Worker: Core Concepts¶

Key Characteristics¶

Continuous Execution: Workers are built to run perpetually, performing their assigned tasks without a defined end time.
No Ingress: Workers do not have ingress ports like Services.
Throughput-Based: Workers are throughput-based and do not require synchronous responses.
Lightweight: Workers are lightweight compared to Services, as they do not require multiple open network ports. This makes them faster to deploy and more efficient.
Specialized Execution: Worker is a self-contained system, an independent entity, ideal for executing specific tasks within a larger application, providing focused functionality.
Autoscalability: Workers can be autoscaled to handle larger workloads, making them highly adaptable.
Robustness: Workers are perfect for use cases where robustness and continuous execution are essential.

Workflow, Service, and Worker: Key Differences¶

Workflow, Service, and Worker are distinct runnable DataOS Resources, each with unique roles in the ecosystem. Data developers often face the dilemma of deciding when to use a Workflow, a Service, or a Worker in the DataOS environment. To aid in this decision-making process, the following table compares Workflow, Service, and Worker comprehensively, helping developers understand their distinct characteristics and optimal use cases within the DataOS ecosystem.

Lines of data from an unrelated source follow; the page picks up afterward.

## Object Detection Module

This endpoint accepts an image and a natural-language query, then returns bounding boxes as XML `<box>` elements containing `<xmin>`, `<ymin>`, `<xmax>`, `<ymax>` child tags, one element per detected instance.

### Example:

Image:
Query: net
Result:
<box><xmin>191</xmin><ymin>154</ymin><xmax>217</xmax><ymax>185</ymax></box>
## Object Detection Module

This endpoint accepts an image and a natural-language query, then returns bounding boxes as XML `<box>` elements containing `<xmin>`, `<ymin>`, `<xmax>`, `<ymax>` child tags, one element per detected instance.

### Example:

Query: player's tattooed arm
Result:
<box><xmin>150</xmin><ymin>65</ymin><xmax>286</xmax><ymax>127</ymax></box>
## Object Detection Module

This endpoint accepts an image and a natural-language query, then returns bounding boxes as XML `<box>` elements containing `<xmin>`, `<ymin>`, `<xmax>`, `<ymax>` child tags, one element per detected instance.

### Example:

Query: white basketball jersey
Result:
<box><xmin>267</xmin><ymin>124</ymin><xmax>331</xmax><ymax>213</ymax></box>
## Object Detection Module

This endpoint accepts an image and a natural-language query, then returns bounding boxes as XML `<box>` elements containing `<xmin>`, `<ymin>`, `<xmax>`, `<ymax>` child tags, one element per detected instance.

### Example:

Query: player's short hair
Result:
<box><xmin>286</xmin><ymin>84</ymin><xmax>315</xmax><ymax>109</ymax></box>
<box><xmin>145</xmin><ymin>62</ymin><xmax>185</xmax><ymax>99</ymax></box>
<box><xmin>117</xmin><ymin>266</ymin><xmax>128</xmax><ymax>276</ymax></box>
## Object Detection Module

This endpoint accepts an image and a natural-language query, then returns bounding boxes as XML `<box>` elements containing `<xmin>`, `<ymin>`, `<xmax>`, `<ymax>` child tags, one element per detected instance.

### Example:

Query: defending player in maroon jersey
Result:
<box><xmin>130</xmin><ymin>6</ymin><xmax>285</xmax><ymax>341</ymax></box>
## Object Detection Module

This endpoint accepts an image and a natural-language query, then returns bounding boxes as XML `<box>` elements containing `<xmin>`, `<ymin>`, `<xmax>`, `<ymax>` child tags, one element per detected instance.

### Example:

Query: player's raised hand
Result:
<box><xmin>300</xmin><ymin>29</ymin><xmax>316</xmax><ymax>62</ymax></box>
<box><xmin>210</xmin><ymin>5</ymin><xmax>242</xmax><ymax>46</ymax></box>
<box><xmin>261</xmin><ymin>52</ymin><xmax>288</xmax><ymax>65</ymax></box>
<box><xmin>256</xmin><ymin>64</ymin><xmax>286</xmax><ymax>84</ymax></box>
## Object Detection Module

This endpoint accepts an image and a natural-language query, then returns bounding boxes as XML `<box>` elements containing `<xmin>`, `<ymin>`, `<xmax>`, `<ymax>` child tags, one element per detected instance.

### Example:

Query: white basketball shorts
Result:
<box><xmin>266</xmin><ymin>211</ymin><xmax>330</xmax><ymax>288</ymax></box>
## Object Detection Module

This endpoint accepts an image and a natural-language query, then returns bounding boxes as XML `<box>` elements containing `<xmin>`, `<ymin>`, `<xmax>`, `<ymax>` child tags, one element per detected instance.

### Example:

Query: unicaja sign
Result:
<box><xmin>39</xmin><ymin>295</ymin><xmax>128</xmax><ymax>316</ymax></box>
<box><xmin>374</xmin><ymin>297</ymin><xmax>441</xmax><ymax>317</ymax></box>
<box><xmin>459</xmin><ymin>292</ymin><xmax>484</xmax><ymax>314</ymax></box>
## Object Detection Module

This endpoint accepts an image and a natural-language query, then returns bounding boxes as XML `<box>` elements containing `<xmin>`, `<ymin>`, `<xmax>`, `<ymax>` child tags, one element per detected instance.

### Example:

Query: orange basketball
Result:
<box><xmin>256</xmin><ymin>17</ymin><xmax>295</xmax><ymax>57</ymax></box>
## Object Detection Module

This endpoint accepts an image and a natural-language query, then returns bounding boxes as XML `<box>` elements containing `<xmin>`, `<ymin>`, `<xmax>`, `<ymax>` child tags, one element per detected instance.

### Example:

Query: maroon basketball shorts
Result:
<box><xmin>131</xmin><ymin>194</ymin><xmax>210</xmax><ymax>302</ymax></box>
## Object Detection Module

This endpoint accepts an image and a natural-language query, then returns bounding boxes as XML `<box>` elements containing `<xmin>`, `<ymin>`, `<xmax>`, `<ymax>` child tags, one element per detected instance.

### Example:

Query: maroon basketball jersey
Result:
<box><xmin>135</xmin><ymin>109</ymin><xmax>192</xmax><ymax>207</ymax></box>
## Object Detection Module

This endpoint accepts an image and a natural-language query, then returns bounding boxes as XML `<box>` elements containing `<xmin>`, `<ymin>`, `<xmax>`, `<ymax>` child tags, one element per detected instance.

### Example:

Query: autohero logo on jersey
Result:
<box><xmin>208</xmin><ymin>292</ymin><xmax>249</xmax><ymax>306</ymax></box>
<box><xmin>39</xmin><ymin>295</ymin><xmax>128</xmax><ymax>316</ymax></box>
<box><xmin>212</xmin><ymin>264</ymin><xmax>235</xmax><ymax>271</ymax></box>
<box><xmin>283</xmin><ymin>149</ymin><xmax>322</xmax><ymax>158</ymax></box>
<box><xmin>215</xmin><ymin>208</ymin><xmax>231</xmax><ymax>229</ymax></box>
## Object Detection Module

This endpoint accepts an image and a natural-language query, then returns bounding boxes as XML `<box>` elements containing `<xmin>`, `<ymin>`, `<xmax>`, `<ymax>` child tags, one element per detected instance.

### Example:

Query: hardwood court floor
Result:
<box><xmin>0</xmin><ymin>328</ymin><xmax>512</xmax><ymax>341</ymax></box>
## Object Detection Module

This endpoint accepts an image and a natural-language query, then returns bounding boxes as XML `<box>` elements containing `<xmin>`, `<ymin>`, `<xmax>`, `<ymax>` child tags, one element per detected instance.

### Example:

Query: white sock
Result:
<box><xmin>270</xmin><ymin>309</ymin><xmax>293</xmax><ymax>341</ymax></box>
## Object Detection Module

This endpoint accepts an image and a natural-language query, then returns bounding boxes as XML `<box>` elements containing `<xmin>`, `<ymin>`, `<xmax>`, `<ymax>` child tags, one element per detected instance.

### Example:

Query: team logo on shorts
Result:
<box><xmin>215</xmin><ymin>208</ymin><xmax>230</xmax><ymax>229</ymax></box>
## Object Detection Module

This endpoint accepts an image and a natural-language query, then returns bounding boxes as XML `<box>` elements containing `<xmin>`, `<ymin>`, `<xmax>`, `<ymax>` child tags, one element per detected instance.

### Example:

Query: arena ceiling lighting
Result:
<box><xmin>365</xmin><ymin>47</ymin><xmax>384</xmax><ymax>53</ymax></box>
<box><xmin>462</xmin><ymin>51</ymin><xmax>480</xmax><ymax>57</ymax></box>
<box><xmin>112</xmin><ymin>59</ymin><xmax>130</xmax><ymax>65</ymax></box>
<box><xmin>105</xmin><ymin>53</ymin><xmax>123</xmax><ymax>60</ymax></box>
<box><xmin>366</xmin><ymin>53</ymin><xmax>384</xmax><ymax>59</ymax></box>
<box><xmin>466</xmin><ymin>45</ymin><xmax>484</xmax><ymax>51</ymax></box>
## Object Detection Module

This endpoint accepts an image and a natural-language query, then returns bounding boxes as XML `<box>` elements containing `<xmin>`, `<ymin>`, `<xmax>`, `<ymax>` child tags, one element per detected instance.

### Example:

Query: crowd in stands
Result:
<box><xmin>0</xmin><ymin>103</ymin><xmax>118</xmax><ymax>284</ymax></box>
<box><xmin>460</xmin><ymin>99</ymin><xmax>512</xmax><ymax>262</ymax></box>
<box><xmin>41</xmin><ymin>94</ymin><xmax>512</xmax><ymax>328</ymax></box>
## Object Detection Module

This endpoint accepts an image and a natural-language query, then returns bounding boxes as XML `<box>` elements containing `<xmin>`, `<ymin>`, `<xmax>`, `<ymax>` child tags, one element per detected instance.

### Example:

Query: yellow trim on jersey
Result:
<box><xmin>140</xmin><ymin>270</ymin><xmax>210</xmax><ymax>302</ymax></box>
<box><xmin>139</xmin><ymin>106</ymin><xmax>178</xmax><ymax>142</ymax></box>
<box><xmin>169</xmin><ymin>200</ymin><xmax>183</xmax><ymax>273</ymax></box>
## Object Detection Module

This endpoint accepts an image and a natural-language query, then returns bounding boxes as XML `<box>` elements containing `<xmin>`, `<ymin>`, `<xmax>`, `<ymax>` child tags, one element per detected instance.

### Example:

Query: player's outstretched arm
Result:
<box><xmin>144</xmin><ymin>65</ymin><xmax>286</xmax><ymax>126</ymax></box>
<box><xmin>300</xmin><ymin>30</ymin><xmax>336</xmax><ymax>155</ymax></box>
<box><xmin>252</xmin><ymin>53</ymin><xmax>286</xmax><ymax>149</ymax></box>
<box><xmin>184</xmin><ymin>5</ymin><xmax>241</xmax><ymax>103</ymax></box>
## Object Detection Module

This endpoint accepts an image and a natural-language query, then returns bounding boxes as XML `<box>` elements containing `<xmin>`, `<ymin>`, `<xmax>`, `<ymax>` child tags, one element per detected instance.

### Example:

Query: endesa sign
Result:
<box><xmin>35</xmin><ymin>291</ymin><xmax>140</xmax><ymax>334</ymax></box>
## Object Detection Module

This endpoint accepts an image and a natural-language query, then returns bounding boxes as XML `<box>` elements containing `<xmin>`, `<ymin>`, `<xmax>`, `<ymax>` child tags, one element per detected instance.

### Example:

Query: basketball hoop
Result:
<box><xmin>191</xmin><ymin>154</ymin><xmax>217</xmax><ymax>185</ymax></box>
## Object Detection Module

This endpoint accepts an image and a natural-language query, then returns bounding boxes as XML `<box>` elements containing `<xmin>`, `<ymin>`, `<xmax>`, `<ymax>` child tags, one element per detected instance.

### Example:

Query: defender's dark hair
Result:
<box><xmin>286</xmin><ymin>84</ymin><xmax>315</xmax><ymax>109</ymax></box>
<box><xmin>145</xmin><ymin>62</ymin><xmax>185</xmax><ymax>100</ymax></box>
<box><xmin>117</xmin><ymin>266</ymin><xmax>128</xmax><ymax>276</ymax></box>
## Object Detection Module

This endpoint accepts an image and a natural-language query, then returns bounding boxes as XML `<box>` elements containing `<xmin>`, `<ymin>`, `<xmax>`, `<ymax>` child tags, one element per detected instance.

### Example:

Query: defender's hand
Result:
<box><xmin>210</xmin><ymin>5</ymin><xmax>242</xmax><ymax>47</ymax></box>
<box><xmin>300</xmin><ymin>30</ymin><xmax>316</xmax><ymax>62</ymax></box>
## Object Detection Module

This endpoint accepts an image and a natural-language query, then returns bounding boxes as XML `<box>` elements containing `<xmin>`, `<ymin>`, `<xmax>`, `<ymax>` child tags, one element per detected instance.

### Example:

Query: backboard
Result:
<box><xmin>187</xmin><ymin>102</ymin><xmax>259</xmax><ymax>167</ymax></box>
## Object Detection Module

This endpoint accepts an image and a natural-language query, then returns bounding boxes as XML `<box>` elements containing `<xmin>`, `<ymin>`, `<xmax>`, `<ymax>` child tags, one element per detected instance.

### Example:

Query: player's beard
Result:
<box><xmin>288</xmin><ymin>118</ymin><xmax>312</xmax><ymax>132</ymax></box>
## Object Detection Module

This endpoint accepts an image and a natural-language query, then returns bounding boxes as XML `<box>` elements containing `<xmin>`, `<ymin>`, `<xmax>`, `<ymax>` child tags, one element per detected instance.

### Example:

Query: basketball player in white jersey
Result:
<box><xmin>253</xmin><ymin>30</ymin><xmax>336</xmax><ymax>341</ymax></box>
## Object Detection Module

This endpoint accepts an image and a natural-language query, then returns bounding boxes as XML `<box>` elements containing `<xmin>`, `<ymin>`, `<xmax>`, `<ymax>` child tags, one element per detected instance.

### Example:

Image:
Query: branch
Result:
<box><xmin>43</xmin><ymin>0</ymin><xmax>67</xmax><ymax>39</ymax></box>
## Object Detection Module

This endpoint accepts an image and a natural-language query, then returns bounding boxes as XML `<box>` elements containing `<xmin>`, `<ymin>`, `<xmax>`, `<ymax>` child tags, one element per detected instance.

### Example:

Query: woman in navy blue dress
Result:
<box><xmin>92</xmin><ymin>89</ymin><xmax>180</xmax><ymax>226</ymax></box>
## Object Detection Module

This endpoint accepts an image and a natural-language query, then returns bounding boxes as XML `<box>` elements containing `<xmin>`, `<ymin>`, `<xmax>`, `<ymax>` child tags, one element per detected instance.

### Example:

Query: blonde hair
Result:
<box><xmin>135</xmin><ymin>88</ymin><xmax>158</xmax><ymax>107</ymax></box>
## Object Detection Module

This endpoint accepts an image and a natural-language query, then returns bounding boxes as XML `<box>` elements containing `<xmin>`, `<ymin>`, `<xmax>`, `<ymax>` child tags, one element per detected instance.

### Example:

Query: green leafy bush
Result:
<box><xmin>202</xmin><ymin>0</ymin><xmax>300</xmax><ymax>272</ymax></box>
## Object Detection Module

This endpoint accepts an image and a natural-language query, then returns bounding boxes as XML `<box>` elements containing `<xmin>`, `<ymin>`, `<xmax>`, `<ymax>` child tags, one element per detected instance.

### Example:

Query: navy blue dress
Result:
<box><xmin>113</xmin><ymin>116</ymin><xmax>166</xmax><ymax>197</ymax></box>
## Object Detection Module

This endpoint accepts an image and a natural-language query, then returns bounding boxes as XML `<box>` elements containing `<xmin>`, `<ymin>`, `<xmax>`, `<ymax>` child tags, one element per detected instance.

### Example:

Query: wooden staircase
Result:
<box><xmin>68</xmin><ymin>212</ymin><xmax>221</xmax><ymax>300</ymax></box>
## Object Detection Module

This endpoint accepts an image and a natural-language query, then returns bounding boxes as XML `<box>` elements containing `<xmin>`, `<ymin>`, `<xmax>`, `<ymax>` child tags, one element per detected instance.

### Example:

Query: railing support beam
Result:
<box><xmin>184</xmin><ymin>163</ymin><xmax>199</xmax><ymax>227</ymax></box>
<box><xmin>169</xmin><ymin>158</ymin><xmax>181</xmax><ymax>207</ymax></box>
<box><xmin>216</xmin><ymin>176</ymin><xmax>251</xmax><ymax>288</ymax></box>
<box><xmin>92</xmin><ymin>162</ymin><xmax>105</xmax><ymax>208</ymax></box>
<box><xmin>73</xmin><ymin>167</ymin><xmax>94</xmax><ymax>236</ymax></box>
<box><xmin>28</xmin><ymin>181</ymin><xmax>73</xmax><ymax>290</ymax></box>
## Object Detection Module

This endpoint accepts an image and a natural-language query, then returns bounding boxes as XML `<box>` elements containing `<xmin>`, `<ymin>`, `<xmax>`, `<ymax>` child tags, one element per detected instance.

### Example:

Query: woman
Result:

Characteristic	Workflow	Service	Worker
Overview	Workflows orchestrate sequences of tasks, jobs, or processes, terminating upon successful completion or failure.	Services are long-running processes that continuously operate, serve, and process API requests.	Workers execute specific tasks or computations continuously without a defined end time.
Execution Model	Workflows process data in discrete chunks, following predefined DAGs (Directed Acyclic Graphs).	Services expose API endpoints and ingress ports for external data or request intake. They don’t have DAGs.	Workers perform continuous task execution independently, without synchronous inputs or ingress ports.
Data Dependency	Workflows follow predefined orders or DAGs, depending on data input sequences.	Services rely on incoming data through ingress ports for logic execution.	Workers are throughput-based and do not require synchronous inputs or ingress ports.
Stack Orchestration	Yes	Yes	Yes
Scope	Workspace-level	Workspace-level	Workspace-level
Use Cases	1. Batch Data Processing Pipelines: Ideal for orchestrating complex data processing pipelines. 2. Scheduled Jobs: Perfect for automating tasks at specific intervals, such as data backups and ETL processes.	1. API Endpoints: Used to create API endpoints for various purposes, such as data retrieval and interaction with external systems. 2. User Interfaces: Suitable for building interfaces that interact with data or services.	1. Continuous Processing: Perfect for tasks like real-time analytics, and event-driven operations. 2. Independence: Ideal for creating independent systems that perform specific tasks indefinitely.